Thursday, June 19, 2008 by Mark Richardson

With almost no public debate, Council members voted Wednesday to select a consortium led by mega-developer Trammell Crow to develop the land where the Green Water Treatment Plant and the Austin Energy Control Center now sit. The vote authorizes city staff to begin negotiations with Trammell Crow for the sale of the property, along with a master development contract.

 

Trammell Crow, along with partners Constructive Ventures and USAA Real Estate, was chosen over four other development teams after all five proposals were ranked by city staff and mulled over by Council members.  Rodney Gonzales acting director of the Economic Growth and Redevelopment Services Office discussed the rating system and outlined why Trammell Crow was the staff’s recommendation.

 

In addition to Trammell Crow, the Council heard presentations on May 22 from by Catellus Development, Forest City, Simmons Vedder Partners and Stratus Properties.

 

City officials were tight-lipped about the sale price for the six acres of land.  It has been appraised at $55.5 million, and Gonzales noted that Trammell Crow’s offer had exceeded that.
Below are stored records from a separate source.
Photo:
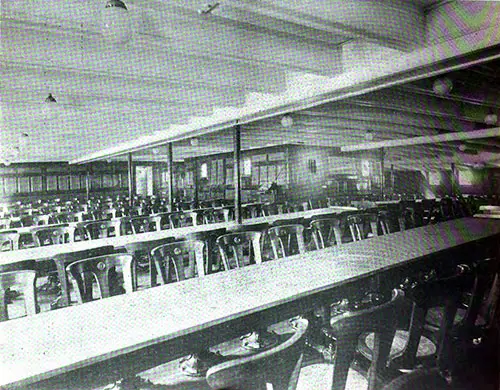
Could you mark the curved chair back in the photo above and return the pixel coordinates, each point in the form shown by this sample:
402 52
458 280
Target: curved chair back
142 252
240 249
101 229
9 241
287 240
407 219
52 235
19 280
180 219
144 224
347 327
278 366
326 232
104 271
63 259
362 225
179 260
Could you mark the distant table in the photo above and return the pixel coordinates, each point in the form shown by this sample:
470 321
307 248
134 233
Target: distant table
49 251
130 333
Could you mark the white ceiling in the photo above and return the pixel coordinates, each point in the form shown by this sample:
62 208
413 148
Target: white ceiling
182 66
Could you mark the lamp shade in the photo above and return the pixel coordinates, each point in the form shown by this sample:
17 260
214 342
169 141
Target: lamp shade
116 24
442 86
491 119
287 121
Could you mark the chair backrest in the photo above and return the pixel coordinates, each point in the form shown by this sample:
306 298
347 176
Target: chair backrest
9 241
347 327
104 271
180 219
144 224
101 229
179 260
278 366
52 235
407 219
360 224
19 280
326 232
63 259
142 252
240 249
287 240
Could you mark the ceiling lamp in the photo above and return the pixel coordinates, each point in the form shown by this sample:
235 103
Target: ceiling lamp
442 86
491 118
286 121
116 25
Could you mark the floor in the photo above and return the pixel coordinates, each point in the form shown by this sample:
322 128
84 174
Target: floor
478 371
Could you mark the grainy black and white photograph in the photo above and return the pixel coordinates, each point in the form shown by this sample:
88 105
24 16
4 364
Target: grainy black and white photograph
250 195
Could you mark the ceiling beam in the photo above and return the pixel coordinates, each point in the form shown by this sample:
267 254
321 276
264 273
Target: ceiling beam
459 136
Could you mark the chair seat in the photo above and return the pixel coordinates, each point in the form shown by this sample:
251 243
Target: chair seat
426 347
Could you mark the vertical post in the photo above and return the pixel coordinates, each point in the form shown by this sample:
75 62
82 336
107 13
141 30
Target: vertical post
454 180
393 180
87 184
130 171
170 166
237 173
382 172
196 179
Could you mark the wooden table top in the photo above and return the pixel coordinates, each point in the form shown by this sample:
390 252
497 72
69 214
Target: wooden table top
59 341
49 251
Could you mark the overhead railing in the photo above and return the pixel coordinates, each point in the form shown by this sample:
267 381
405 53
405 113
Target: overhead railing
427 139
427 62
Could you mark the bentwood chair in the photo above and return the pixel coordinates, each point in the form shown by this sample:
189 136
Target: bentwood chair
180 219
344 331
286 240
406 219
18 281
240 249
276 368
445 291
326 232
102 272
362 226
63 259
43 236
142 254
9 241
101 229
179 260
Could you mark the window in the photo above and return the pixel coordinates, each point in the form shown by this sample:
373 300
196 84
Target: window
247 167
204 170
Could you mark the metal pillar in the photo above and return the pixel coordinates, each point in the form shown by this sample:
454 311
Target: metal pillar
237 173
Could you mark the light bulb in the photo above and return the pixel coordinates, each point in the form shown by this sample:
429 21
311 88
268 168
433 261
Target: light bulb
287 121
116 24
442 86
491 119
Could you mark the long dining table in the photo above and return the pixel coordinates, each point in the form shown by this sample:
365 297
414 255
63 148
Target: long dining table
47 252
86 345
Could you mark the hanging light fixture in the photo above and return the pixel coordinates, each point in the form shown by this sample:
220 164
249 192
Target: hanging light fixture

City officials hope to see a return of about $71 million on the project over a 10-year period. Officials say information on the sale price will not be released until negotiations are complete and a deal has been signed. That process could take more than a year.

 

All five teams proposed to build hotels, condominiums, apartments, office space, commercial spaces and parking in their plans. Most had offered public spaces designed to make the area a gathering place. The city’s new Central Library was also a mandatory part of the package.  

 

Gonzales cited Trammell Crow’s proposal for affordable housing as one of its strongest points. Of the five proposals, Trammell Crow offered the largest number affordable housing units, with 320 rental units at below market price.

 

Of the 320 units, 80 would be reserved for households making 80 percent of the area’s median family income, and 240 units would be for families making 120 percent of the median income. Trammell Crow also pledged to donate $2.7 million to the city’s affordable housing fund.

 

Gonzales also said Trammell Crow’s plans for public spaces were a factor in its favor. Its proposal included five public gathering places that would hold some 2,700 people, featuring a 10,000-square-foot plaza on Second Street at Shoal Creek.

 

In its proposal, Trammel Crow plans to build 265 apartments, 500 condos, 235 senior assisted living units, 588,000 square feet of office space, 160,000 square feet of retail and a 375-room hotel.

 

Outgoing Mayor Pro Tem Betty Dunkerley was asked whether there should be any concern about the fact that the economy is in a downturn at the time that the city is beginning negotiations on redevelopment of Green.

 

She said between two years went by between the time that Catellus was chosen as the developer of the Mueller site and the time the contract was actually negotiated. “So by then hopefully the recession will have turned itself around.” Dunkerley said she anticipated that it would take at least 24 months to reach agreement “and during that negotiation period, that’s when we’ll develop the timeline and things like that.”

 

Construction is not expected to begin on the project until sometime in 2010. In the interim, the city will decommission the Water Treatment Plant and Electric Control Center.